Da seine vorherigen Gehversuche als Drehbuchautor für Filme wie Underworld und Rawhead Rex kommerzielle Fehlschläge waren, nahm der britische Schriftsteller, Grafiker, Maler und Theater-Regisseur sowie -Schauspieler Clive Barker persönlich auf dem Regiestuhl Platz und inszenierte die Adaption seiner eigenen Novelle The Hellbound Heart gleich selbst. Dabei war Barker als Autor längst kein unbeschriebenes Blatt mehr.

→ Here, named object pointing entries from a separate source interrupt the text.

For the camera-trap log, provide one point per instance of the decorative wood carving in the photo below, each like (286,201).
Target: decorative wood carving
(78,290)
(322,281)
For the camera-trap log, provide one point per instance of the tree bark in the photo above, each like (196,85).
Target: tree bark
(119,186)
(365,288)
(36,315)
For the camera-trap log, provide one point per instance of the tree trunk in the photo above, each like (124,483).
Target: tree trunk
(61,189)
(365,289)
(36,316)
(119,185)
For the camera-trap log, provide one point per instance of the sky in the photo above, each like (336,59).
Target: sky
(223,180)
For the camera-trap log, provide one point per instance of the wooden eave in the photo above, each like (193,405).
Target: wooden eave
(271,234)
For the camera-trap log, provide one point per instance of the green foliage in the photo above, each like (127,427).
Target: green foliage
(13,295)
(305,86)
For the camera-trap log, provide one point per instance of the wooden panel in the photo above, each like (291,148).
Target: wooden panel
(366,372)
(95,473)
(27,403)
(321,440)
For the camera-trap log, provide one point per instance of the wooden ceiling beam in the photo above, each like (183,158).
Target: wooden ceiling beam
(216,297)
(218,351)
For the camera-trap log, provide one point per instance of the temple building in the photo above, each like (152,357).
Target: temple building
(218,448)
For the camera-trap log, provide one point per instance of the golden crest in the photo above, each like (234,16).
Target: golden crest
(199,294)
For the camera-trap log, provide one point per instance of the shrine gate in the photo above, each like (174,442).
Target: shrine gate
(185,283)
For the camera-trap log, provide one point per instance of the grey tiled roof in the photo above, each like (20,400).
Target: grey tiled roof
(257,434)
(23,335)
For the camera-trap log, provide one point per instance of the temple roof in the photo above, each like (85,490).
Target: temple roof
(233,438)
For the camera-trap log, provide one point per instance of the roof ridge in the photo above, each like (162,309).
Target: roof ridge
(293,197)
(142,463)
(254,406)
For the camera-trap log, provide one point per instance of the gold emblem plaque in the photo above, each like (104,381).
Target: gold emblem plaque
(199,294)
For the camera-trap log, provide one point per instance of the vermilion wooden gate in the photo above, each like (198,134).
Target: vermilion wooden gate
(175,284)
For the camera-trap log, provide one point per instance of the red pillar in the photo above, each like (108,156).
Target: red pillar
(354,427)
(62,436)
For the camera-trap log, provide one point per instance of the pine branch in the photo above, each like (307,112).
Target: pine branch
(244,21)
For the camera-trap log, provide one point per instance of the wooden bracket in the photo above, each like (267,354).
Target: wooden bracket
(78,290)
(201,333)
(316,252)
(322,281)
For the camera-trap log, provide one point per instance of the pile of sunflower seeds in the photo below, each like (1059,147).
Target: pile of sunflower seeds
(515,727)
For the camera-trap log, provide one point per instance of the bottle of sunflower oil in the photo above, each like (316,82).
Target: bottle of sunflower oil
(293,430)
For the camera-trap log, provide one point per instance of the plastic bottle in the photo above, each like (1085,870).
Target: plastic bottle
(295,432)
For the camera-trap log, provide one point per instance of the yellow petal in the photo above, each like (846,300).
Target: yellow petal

So wird in Bezug auf dessen Talent gerne Stephen King zitiert, der über ihn einmal sagte: “I have seen the future of the horror genre, and it is named Clive Barker."

Mit Hellraiser - Das Tor zur Hölle, der während der Produktionsphase so abenteuerliche Arbeitstitel wie Sadomasochists from beyond the Grave (ein Wunsch des Regisseurs) und What a Woman Will Do for a Good Fuck (der Vorschlag einer 60-jährigen Mitarbeiterin) trug, schien Barker als Filmemacher durch das Kino ein ideales neues Medium gefunden zu haben, in dem er seine Mischung aus psychosexuellen Spannungen, sadomasochistischer Symbolik, bizarren Höllenvisionen und perversen Abgründen innerhalb der menschlichen Seele vor allem visuell ausufernd verwirklichen konnte. Erschaffen hat der Regisseur hierbei einen Klassiker, dem ich hier mein Herz schenken möchte.

Abgründige Neugier und alptraumhafte Konsequenzen

Mit dem Satz "What's your pleasure, Mr. Cotton?" wird der Betrachter in die Geschichte von Clive Barkers Hellraiser - Das Tor zur Hölle geleitet. Die Anfangsszene zeigt den attraktiven Frank Cotton, der in einem Café irgendwo im Orient vor einem Mann sitzt, welcher ihm einen auffälligen, mit schicken Ornamenten verzierten Würfel anbietet. Dass Frank von seinem Gegenüber danach gefragt wird, was denn sein Vergnügen oder seine Lust sei, ist bereits das erste Anzeichen für eines der zentralen Motive, das Barker in seinem Film mit abgründiger Neugier und alptraumhaften Konsequenzen ergründet.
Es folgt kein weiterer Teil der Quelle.